Повести Наживина — фантазии на тему отдаленного будущего. В первой из них ‘Искушение в пустыне’, автор рисует картину европейских событий в начале 1931 года. Коммунисты всех стран за прочными решетками английской тюрьмы и международная комиссия по борьбе с коммунизмом предлагает им, для осуществления планетарного опыта отдаленный остров. Коммунисты с радостью принимают предложение. Но на первых же порах борьба честолюбий и мнений приводит вместо чаемого земного рая к чрезвычайке. Мечта об осуществлении опыта рушится, к великому удовольствию члена международной комиссии, большого скептика и материалиста, профессора Богданова. Благоразумные коммунисты возвращаются в лоно буржуазной государственности. Финал, поистине, трогательный. Вставший на путь истины коммунист любовно мечтает построить на ‘Горе великого разума’ — ресторан. Вечер тих. Музыка играет ‘God save the King’. God save the King — вообще постоянный лейтмотив повестей г. Наживина. В следующем своем произведении ‘Круги времен’, во имя торжества своей идеи, он в прихотливой фантазии своей рушит весь мир, отдавая на поток и разграбление диким ордам азиатов всю Европу. На развалинах когда-то цветущих стран начинается полу-ди-кая, полу-кочевая жизнь впавших в детство народов. Судьба истории, все же, сохранила несколько культурных людей, которые в полуразрушенной Таврии выбирают царя. Царь Борис принимает из рук царевича венец, и едва ли не повторяет знакомое: ‘Земля наша велика и обильна, а порядка в ней нет. Придите княжити и володети нами’. От Гостомысла и к Гостомыслу — такова мораль ‘Кругов времен’. И недаром новый гимн Таврии, как его называет г. Наживин, звучит по-старому:
‘Славься ты, славься, желанный наш царь!
Господом данный нам царь-государь!’
Таково идеологическое содержание этих повестей. О художественности выполнения говорить не приходится.

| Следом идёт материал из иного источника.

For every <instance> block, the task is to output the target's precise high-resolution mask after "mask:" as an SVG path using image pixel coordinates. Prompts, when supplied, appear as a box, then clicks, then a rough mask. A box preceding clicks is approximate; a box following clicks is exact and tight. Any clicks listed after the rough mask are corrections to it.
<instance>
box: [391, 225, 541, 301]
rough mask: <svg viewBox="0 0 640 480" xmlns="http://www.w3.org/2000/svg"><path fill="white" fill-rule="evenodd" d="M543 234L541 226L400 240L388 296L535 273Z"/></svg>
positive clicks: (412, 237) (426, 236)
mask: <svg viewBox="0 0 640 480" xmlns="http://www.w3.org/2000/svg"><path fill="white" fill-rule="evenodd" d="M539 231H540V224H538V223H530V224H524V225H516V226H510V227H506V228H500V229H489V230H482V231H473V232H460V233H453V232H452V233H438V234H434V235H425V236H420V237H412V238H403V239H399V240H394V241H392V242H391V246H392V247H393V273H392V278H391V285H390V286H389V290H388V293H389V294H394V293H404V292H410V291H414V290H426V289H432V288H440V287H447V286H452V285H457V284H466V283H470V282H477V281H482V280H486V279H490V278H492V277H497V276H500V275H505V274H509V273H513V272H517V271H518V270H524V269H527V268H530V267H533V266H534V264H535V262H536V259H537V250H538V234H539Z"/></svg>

Искусство вряд ли когда-нибудь может мириться с политической пропагандой. Герои Наживина плохо прячут лица современников под фантастическим маскарадным костюмом. Воин Таврии, существо полудикое, что-то вроде дружинника Трувора, выражается языком строевого, знающего ‘Устав полевой службы’ офицера:
‘Я отдал приказ по сторожевой линии.
Пропуск — Россия’.
Может быть, это мелочь, но она характерна и дает представление о стиле этой единственной в своем роде книги.
————————————————-
Новая русская книга (Берлин). 1922. No 3, март. С. 12.